The two conspire into blackmailing lawyer Ray Fiske (Željko Ivanek) in order to win the season-long legal case. In their possession are documents and photos showing insider trading between Fiske and a young man. What they don’t realize is that Fiske, a married man, has romantic feelings for said man. Patty orders him to purposely tank the case in court, no way of knowing it’s one secret too many for him. Fiske meets with Patty, where everything seems to go according to plan. Right up to the last moment, when he pulls out a gun and kills himself, human collateral damage laid waste by Hewes and Associates. When Patty and Ellen discuss the next steps in keeping quiet, Ellen reveals guilt over what has happened. Close’s eyes stay on her accomplice, calculating a next move, knowing she has precious time to save herself. She orders a hit on Ellen, which fails. Although both women survive as the credits roll, they won’t be the same.
Patty denies any kind of murder attempt. Ellen hears nothing but lies. No matter the toxic relationship between the two, they keep coming back for more. The obsession Patty has on keeping Ellen close, stems from a painful memory. Seen in a flashback, Patty had to make a choice at the start of her career. She was pregnant, any complications possibly harming the baby if she didn’t take care of herself. Ultimately, Patty chose work, the decision leading to a miscarriage. The trauma of this choice is buried deep in this woman, yet another way to feel in control. What pulls it out ends up being Ellen Parsons. Perhaps this is the daughter Patty could have had.
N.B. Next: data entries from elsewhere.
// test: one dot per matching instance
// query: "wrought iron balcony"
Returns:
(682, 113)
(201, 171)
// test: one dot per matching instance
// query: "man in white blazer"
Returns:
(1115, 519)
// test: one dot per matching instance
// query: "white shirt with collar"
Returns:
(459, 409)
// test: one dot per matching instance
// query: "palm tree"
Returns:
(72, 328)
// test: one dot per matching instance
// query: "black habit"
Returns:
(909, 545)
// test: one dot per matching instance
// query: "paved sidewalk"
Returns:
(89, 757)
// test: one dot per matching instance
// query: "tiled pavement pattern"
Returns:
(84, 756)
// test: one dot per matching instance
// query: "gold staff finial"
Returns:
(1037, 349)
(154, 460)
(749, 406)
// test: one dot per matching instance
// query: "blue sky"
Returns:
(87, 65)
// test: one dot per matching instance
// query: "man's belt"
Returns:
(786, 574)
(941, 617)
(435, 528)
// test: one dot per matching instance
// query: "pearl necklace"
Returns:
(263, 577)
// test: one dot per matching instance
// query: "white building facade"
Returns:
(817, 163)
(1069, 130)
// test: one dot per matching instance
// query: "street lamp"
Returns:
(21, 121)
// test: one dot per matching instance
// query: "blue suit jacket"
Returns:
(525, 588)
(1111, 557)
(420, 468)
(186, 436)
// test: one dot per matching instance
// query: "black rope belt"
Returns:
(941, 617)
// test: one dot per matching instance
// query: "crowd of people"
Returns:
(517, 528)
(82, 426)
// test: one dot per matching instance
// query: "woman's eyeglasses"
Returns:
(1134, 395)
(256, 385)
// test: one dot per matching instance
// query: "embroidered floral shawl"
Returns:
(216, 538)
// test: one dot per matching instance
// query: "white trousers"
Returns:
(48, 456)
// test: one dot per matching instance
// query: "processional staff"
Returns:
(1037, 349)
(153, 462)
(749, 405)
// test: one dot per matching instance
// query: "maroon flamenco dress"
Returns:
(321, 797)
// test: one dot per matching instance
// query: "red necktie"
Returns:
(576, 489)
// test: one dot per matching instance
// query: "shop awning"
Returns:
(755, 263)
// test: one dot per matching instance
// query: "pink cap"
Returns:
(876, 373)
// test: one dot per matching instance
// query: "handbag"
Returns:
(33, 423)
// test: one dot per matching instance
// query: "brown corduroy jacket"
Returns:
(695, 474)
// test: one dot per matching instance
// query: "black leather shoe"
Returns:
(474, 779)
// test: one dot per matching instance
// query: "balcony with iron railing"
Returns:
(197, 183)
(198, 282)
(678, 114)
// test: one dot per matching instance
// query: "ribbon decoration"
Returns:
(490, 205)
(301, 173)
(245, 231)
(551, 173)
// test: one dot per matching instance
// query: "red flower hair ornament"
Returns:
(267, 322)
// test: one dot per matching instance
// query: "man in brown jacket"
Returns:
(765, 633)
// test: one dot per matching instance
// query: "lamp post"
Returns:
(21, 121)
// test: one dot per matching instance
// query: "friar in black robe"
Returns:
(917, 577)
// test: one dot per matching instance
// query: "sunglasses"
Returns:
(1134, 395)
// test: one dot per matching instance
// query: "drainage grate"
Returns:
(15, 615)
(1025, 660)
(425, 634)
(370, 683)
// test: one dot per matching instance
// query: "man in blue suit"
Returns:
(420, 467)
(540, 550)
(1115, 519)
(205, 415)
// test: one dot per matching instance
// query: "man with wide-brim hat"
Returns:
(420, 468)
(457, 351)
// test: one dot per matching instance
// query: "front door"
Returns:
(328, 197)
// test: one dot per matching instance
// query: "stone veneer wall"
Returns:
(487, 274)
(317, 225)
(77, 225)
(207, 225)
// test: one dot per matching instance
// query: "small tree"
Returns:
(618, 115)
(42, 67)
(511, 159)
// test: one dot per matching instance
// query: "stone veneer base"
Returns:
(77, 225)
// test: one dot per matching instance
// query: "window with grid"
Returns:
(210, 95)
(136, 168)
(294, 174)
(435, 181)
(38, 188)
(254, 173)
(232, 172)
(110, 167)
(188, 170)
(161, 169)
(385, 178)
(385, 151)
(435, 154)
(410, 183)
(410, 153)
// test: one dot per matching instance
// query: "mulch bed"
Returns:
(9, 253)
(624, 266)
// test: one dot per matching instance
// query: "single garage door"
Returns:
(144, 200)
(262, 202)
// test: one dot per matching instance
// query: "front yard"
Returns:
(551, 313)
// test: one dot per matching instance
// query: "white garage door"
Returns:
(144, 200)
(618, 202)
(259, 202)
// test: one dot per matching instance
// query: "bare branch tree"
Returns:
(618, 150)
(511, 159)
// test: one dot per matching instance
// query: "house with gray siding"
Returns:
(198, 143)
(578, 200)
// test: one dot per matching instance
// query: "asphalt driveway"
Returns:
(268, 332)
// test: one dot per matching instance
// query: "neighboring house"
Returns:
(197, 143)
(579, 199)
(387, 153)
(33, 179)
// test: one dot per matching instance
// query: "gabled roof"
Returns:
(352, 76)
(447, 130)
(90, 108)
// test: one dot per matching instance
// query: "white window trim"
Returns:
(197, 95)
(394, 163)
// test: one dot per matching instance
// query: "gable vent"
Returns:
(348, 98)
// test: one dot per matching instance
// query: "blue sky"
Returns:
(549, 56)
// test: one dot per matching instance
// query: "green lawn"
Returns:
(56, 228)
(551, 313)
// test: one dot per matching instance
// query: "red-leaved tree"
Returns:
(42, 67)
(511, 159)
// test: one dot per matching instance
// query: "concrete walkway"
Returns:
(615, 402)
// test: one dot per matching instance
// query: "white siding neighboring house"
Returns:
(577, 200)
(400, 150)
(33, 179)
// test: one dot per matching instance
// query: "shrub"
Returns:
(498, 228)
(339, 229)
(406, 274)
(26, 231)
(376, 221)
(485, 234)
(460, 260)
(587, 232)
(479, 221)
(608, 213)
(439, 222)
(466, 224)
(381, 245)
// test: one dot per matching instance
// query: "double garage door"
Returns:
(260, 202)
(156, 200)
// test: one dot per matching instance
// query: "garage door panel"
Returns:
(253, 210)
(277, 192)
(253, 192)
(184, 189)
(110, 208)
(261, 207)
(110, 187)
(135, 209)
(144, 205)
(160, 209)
In Season 4, Ellen prepares to drop a case which can skyrocket her career, all to save the life of someone close. Patty can’t comprehend this. “If you back down like this even once, you will never have the power to win any of the cases you believe in,” Patty sternly puts it. After getting double-crossed by Patty one too many times, Ellen leaves some parting words. “All you have in your life is your next case. There’s nothing else.” Patty sneers, but there is a truth to the words. She is divorced, estranged from her son and has no support system.
In the Season 5 episode “The Storm’s Moving In,” some levity is provided. Ellen and Patty get stuck in an airport when a blizzard effectively stalls their plane. Patty figures Ellen needs something to relax. Seeing the bar is closed, there is only one thing to do. Leave it to Patty to crack open the locked cabinet full of alcohol. They share a drink. It’s mundane, almost too casual for these two. It could make one think of the relationship these two could have had. Until typical Patty tries to force the situation into her favor. Whatever she wants to be for Ellen, be it a mentor or a surrogate mother, cannot happen. Ellen knows too much of what Patty has done and can do. She will not give the satisfaction of forming a bond, Ellen’s stubbornness frustrating Patty to no end. It’s why the final season is a full on battle of wits between them. The stylized elements are engaging, the A-list costars captivating, but there is no series without the collision between Patty and Ellen.
With Tehran halfway through its new season, only time will tell what Close’s spy is capable of and how much of an ally she is to the main characters. It can’t hurt to double the dose of Glenn Close by starting up Damages on Hulu.
There will always be one Patty Hewes. Absolute power corrupts absolutely, a perfect sentiment for the litigator. Although if you were to ask Patty, whatever it takes to win a case, she will get it done.